Ieri il Città di Nocera ha portato a casa i tre punti in modo molto cinico e spicca la personale rivincita del bomber Errico Marcucci che su quel rettangolo verde tanto gli è stato dato e tanto gli è stato anche tolto. Il bomber infatti ha militato fino alla scorsa stagione con la US Scafatese, “acerrima nemica” del canarino sconfitto ieri al comunale. Doppia rivincita quindi per Marcucci, ben voluto e stimato dal tifo molosso e tristemente bersagliato per l’intera gara da una piccola parte di tifoseria locale. Riscatto anche per l’ ex gialloblu scafatese doc Mimmo Ferrentino che con i rossoneri, nei pochi minuti a disposizione, ha avuto almeno due palle gol non andate a buon fine e al termine della gara tra gli applausi della panchina e dei pochi intimi presenti ha dovuto abbandonare il campo per un infortunio.

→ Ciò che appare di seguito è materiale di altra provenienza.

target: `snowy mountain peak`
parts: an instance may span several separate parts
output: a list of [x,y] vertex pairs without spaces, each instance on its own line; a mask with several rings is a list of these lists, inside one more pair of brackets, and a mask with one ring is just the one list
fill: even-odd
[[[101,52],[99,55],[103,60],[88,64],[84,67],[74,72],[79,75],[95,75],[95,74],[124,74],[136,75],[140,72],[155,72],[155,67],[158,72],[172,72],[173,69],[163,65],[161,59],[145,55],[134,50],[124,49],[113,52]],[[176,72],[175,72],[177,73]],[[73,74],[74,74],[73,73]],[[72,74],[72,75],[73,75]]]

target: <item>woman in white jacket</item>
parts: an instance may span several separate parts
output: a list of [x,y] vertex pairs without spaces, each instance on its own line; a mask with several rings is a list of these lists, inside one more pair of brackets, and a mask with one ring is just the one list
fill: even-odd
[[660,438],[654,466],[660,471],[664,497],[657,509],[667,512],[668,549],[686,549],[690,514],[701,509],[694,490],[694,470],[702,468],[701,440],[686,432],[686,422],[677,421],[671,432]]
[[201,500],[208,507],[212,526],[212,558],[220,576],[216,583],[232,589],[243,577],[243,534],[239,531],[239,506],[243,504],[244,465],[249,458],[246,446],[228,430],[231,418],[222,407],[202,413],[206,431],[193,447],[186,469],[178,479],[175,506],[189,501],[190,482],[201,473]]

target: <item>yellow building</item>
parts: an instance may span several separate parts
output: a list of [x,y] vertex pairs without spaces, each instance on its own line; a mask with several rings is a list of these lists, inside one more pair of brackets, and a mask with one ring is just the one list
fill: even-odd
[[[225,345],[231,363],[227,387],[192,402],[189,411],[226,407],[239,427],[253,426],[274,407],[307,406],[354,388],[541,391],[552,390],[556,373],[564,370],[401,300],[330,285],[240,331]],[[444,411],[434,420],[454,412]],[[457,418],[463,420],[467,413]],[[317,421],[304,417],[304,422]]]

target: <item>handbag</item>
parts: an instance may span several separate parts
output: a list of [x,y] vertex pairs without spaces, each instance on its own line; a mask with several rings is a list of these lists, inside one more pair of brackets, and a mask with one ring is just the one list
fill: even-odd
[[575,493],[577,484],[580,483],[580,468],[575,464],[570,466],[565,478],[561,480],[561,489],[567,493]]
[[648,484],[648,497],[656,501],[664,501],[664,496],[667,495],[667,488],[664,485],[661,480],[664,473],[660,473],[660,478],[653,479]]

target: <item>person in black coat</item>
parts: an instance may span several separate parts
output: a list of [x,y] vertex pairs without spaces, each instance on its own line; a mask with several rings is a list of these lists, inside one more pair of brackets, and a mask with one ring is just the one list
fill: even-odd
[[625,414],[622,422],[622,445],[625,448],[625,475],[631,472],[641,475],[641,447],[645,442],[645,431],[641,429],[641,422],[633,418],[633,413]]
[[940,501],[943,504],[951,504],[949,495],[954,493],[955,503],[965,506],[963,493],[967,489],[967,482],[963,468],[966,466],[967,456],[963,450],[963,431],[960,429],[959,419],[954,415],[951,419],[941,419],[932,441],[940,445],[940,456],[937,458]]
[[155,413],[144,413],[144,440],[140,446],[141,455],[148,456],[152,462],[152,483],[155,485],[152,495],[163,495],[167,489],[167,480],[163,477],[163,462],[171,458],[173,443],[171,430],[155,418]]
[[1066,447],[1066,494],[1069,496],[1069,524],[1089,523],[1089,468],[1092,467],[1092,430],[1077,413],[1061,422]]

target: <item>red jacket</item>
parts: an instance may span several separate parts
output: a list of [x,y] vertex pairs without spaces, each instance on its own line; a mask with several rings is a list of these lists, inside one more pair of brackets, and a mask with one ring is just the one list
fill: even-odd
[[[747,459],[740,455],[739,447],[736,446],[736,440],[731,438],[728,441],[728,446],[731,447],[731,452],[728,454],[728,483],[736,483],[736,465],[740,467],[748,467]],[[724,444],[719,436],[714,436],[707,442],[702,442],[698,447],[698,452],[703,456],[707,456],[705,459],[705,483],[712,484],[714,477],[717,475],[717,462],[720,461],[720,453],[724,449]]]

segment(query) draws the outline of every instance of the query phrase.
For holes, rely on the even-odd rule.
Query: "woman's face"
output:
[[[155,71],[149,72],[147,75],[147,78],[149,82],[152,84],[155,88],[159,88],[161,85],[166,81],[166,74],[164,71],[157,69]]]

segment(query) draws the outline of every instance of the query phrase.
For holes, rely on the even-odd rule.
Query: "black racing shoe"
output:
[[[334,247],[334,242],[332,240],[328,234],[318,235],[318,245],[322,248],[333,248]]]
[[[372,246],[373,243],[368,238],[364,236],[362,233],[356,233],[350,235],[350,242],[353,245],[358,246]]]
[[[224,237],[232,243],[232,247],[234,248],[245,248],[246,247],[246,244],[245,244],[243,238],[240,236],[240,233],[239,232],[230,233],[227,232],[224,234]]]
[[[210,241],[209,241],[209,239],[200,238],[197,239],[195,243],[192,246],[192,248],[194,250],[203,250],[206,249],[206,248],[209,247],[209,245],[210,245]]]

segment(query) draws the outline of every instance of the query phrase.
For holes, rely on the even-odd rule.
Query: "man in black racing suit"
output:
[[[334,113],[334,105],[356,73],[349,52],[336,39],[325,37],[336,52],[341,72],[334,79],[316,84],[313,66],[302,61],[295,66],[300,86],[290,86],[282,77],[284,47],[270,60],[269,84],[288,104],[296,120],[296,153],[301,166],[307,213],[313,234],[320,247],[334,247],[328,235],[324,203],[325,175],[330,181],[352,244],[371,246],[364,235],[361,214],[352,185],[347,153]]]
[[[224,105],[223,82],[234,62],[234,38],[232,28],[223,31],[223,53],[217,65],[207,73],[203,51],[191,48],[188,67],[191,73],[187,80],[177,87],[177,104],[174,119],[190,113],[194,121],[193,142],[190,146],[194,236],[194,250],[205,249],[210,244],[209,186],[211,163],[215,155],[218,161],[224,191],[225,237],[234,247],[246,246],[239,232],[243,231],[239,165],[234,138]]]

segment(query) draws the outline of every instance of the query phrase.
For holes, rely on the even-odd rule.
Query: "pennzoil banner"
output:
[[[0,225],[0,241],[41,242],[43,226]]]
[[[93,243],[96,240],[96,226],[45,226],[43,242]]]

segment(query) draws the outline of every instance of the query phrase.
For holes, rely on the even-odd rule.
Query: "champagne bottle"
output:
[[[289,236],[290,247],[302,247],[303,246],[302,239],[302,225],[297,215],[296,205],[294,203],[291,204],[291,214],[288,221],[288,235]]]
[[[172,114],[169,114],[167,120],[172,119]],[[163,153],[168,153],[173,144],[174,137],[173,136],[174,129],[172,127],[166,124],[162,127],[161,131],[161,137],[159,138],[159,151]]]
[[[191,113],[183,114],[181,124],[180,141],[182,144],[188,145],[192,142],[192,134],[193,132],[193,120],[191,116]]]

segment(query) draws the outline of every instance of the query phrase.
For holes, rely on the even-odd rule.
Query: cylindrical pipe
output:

Eccessiva caduta di stile invece e totale perdita di fair-play, per uno dei dirigenti padroni di casa: la vittoria del Città di Nocera in trasferta, è infatti pesante da digerire per uno dei tesserati scafatesi, che a fine gara, si scatena nei confronti di una ventina di operatori dell’ informazione. Inveisce contro chiunque gli è davanti, si agita, sbraita. La “follia” di un uomo che evidentemente non accetta la sconfitta, è sotto gli occhi di tutti e naturalmente non passa inosservata al Tenente che, di conseguenza, è costretto ad ” esaudire” il “capriccio” del direttore Buoninconti per evitare il peggio. “Andate via – tuona il tesserato – le interviste le facciamo noi, questa è casa nostra e parleremo soltanto attraverso comunicati ufficiali”. Incredulo, il drappello di cronisti, su ordini del Tenente si dirige all’ esterno del Comunale fissando postazioni “di fortuna” per interviste post gara. Il primo ad uscire è Felice Scotto che commenta tecnicamente la gara e non nasconde la soddisfazione; poi è il turno del patron Cesarano che con la sua proverbiale diplomazia minimizza la gravità dell’ accaduto dicendosi sorpreso e rammaricato. Il presidente non difende nè giustifica il discutibilissimo comportamento del fido Buoninconti; glissa con savoir faire ed accende i riflettori su un altro argomento che tiene banco da inizio stagione: Il conflitto con i tifosi che hanno deciso di disertare lo stadio, facendo pesare la propria assenza sui gradoni del Comunale. A tal proposito, il gruppo di irriducibili, ha divulgato una nota spiegando le proprie ragioni. Di tutta risposta, Cesarano fa sapere che sarà al comando della Scafatese fino al prossimo dicembre, poi dimissioni. “Non si gioca di domenica, per ragioni squisitamente economiche” – ha spiegato-. L’ estremismo non mi è mai piaciuto e se i tifosi intendono continuare la protesta, ben presto lo faranno con un Commissario che al termine del girone di andata, gestirà la Scafatese 1922″.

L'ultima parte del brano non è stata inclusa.